Secondo Elisabetta Tola, giornalista scientifica, “in questi casi il termine maltempo è improprio. Stiamo puntando l’attenzione su un evento singolo, giustamente, ma bisogna capire che quest’evento fa parte di un insieme globale estremamente più complesso”

Questi due grandi problemi, che sembrano opposti e che possono viaggiare all’unisono, sono invece più collegati che mai. Entrambi sono fattori di un comune denominatore, anzi, di due: la mano dell’uomo e la crisi climatica. Comuni denominatori che non vengono presi in considerazione quando si parla di questi eventi estremi e spesso nella comunicazione dei media vengono confusi come del semplice maltempo: “Esattamente – ci spiega Tola – il termine maltempo è improprio. Nell’immaginario è molto legato al fatto singolo. Stiamo puntando l’attenzione su un evento singolo, giustamente, ma bisogna capire che quest’evento fa parte di un insieme globale estremamente più complesso”. Quindi un sistema che andrebbe tenuto presente e con tutte le forze, contenuto. 

Dopo l’alluvione che ha colpito il territorio dell’Emilia Romagna si sono accesi molti dibattiti, di cui uno dura da anni e che oggi diventa un po’ più attuale. C’è un sistema che servirebbe per contenere le acque del fiume: le casse di espansione. Un’opera che riesce a ridurre la portata dell’acqua durante la piena di un fiume. Le casse di espansione però ci sono solo in Emilia, non in Romagna e quelle che ci sono, vengono ritenute insufficienti e poco controllate. I danni, ora calcolati  a 1,5 miliardi di euro, puntano il dito anche sulla cattiva gestione e la poca manutenzione, problemi che non sono sbucati dal nulla.

cassa di espansione

Già da inizio maggio in Regione se ne discuteva: l’opposizione di centrodestra questa volta puntava il dito contro l’amministrazione.
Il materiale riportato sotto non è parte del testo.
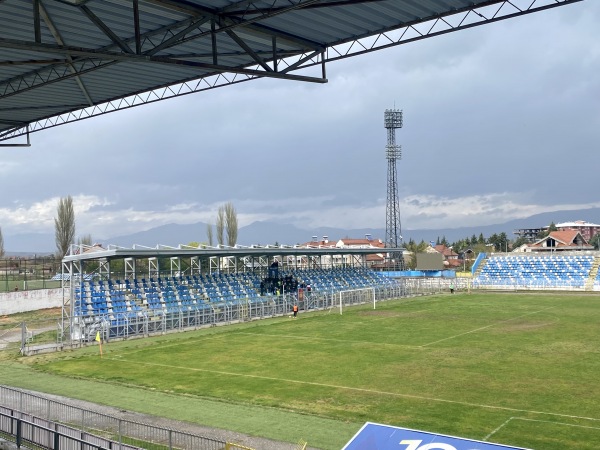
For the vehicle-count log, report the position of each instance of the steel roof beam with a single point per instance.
(339, 50)
(50, 24)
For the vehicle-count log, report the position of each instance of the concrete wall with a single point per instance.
(23, 301)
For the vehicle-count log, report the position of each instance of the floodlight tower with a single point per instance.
(393, 152)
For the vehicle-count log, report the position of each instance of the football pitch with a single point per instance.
(516, 369)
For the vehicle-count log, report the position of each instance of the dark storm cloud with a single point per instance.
(500, 121)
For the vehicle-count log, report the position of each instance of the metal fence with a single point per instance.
(99, 430)
(29, 273)
(45, 336)
(152, 322)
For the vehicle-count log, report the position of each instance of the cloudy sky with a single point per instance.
(500, 122)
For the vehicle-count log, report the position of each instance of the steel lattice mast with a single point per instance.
(393, 152)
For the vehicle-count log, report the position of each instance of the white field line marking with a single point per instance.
(541, 421)
(497, 429)
(349, 388)
(343, 341)
(488, 326)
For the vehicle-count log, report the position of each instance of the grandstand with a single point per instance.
(574, 271)
(213, 287)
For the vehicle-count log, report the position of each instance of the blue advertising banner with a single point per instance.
(373, 436)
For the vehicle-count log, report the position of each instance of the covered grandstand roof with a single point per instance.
(67, 60)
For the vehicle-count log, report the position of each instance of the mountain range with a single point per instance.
(264, 233)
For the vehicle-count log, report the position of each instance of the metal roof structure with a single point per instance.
(66, 60)
(78, 253)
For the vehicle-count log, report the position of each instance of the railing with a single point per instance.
(93, 430)
(30, 431)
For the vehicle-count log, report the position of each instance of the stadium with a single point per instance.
(282, 347)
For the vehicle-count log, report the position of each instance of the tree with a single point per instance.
(220, 225)
(64, 226)
(595, 241)
(86, 239)
(231, 224)
(209, 235)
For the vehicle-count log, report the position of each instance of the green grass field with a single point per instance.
(516, 369)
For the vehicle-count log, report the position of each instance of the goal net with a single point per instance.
(343, 299)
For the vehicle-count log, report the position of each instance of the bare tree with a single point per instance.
(231, 224)
(209, 234)
(86, 239)
(64, 225)
(220, 225)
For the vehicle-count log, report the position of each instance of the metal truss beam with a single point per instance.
(244, 14)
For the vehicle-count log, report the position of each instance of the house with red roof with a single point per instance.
(560, 241)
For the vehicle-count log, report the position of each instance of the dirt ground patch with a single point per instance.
(382, 314)
(524, 326)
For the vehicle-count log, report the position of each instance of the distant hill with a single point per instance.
(270, 233)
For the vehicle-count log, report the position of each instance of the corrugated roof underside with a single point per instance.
(29, 90)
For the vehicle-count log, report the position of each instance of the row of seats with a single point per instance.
(199, 292)
(536, 271)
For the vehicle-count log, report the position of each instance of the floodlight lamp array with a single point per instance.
(393, 118)
(393, 152)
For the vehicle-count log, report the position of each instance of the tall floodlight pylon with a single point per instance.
(393, 152)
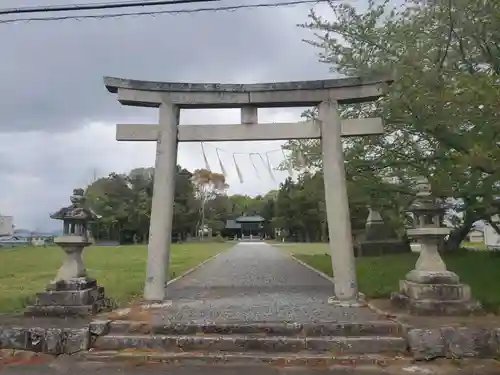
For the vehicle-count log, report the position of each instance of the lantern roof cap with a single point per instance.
(77, 211)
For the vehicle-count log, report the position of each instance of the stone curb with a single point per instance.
(191, 270)
(322, 274)
(46, 340)
(454, 343)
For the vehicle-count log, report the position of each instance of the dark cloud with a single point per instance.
(52, 71)
(56, 116)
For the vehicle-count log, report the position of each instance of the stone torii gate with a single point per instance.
(171, 97)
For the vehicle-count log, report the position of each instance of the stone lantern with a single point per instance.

Sul banco degli imputati c’è  la Regione Emilia-Romagna che non avrebbe speso in tempo i 55 milioni di euro per la manutenzione di tutta una serie di corsi d’acqua e fiumi, alcuni dei quali sono stati proprio oggetto di rotture nell’alluvione di fine aprile e dei giorni scorsi. La Regione aveva già replicato come quella somma fosse destinata alla navigabilità del bacino idrico ferrarese ma la polemica è stata ripresa dal partito Fratelli D’Italia, che ha poi attaccato l’allora presidente e vicepresidente di viale Aldo Moro, e cioè Stefano Bonaccini e la segretaria del PD Elly Schlein.Avremmo dovuto investire tutte le nostre risorse per cercare di attenuare gli effetti del cambiamento climatico” aggiunge Marco Trevisan, presidente del Dipartimento di Agraria dell’Università Cattolica del Sacro Cuore di Milano. “Ma è chiaro che per fare queste operazioni di attenuazione ci vogliono anni: non si possono fare in due giorni”. Non bisogna solo sfruttare le risorse ma pianificare per tempo ciò che si intende fare. “Ci devono essere dei piani di gestione che provino anche ad immaginare adattamenti e modifiche che prendano in considerazione i dati scientifici degli ultimi anni”, afferma  Elisabetta Tola. Solo in questo modo si può giungere a soluzioni concrete e si può far fronte in modo più efficace ad una prossima emergenza di questo tipo.